Une fois mises bout à bout, elles nous sont apparues comme un ensemble structuré auquel il manquait sans doute une certaine cohérence globale. Ce questionnement nous a conduits à nous interroger sur les fondements de la fonction articulaire et à remettre en cause certaines de nos idées reçues. Finalement, nous concevons nos manipulations autour de considérations biomécaniques « élargies », voisines d’une perspective plus proche de ce que l’on appelle l’approche systémique.


Cette manière de comprendre et de faire se révèle très utile dans les cas hyperalgiques ou complexes, en fait à chaque fois que les techniques classiques sont inopérantes, difficiles ou impossibles à mettre en œuvre.




Interactions dans le système


Selon notre perspective, la bonne santé d’une articulation est indissociable du bon fonctionnement de chacun de ces sous-systèmes et de leurs parfaites interactions et communications (figure 1.2). L’articulation peut finalement se concevoir comme un « organe complexe » dédié au mouvement. Sa fonction est une résultante qui nécessite coopération et communication de chacun de ses constituants.

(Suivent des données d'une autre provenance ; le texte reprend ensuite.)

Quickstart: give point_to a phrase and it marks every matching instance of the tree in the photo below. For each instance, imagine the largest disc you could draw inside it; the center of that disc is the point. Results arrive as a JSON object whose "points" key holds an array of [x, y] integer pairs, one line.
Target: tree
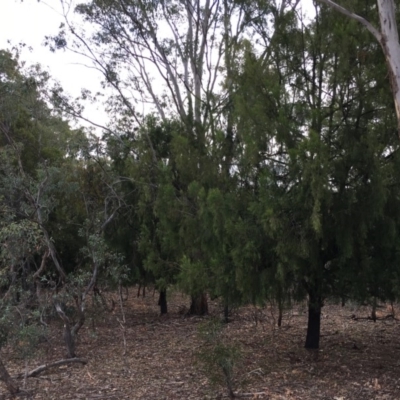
{"points": [[387, 37], [323, 181]]}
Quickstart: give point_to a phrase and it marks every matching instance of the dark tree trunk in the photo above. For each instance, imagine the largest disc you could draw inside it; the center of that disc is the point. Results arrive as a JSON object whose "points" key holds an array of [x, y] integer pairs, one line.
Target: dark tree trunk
{"points": [[162, 302], [280, 315], [314, 321], [226, 313], [199, 305], [8, 381]]}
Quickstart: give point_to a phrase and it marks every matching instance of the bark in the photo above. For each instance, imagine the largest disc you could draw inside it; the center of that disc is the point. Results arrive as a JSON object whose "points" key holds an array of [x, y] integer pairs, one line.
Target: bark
{"points": [[226, 313], [44, 367], [162, 302], [391, 48], [314, 321], [199, 305], [8, 381], [388, 38]]}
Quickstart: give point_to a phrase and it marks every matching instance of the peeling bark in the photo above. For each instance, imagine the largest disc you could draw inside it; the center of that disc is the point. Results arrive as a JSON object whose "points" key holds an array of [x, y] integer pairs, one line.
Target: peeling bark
{"points": [[388, 38], [8, 381]]}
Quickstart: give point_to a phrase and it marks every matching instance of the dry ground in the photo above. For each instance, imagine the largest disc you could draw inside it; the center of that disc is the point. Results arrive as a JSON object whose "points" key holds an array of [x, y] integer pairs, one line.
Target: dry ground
{"points": [[358, 359]]}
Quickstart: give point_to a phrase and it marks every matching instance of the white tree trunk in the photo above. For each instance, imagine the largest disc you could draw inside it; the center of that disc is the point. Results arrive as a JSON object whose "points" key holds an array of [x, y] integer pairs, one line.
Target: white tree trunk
{"points": [[391, 47], [388, 37]]}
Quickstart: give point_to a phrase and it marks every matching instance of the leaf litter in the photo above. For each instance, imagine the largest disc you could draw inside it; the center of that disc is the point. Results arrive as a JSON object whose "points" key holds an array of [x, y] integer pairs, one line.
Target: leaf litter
{"points": [[357, 359]]}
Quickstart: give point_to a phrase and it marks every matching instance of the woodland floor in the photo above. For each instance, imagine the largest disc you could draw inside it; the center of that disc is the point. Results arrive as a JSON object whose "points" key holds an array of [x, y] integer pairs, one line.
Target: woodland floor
{"points": [[358, 359]]}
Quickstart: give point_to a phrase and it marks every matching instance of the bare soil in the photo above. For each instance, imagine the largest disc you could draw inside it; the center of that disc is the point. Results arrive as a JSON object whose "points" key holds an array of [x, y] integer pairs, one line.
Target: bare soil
{"points": [[357, 359]]}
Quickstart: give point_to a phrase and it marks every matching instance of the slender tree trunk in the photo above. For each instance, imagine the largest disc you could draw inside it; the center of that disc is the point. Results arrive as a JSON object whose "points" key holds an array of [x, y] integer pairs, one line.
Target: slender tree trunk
{"points": [[8, 381], [391, 47], [226, 313], [373, 312], [314, 321], [199, 305], [162, 302], [388, 38]]}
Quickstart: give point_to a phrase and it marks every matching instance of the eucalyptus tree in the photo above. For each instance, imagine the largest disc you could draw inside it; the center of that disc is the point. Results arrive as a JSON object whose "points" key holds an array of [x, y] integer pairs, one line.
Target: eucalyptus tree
{"points": [[325, 176], [387, 36]]}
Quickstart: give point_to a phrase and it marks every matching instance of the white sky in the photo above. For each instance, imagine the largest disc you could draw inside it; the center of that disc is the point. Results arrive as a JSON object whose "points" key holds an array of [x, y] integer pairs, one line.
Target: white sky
{"points": [[29, 21]]}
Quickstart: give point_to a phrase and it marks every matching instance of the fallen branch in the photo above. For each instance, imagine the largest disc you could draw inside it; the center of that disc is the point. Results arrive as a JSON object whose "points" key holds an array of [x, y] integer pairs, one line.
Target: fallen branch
{"points": [[44, 367]]}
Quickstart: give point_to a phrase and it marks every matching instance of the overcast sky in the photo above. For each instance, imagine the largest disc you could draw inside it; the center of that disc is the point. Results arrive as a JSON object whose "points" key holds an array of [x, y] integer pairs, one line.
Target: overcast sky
{"points": [[28, 22]]}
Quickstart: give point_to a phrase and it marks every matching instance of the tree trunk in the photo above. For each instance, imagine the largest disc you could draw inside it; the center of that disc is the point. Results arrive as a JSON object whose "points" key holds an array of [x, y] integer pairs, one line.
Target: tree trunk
{"points": [[8, 381], [162, 301], [391, 47], [226, 313], [388, 38], [199, 305], [314, 322]]}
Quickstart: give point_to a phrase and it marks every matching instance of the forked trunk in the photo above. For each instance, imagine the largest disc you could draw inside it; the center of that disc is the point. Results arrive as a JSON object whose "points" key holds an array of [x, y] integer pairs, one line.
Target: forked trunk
{"points": [[314, 322], [162, 302], [199, 305]]}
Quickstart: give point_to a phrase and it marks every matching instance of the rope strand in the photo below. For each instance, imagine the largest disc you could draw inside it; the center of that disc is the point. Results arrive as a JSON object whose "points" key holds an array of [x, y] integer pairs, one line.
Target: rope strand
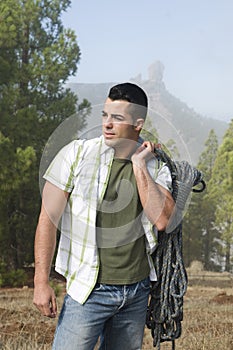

Interactions en dehors du système


Considéré selon une perspective systémique, nécessairement plus globale, l’être humain est un ensemble de systèmes qui échangent entre eux et qui échangent avec l’environnement.


De ce fait, le système articulaire fait partie de cette « grande totalité » et interagit constamment avec d’autres parties et d’autres dimensions de l’individu. Il est assujetti au fonctionnement d’autres systèmes du corps comme les systèmes viscéral, vasculaire, nerveux et psychoémotionnel.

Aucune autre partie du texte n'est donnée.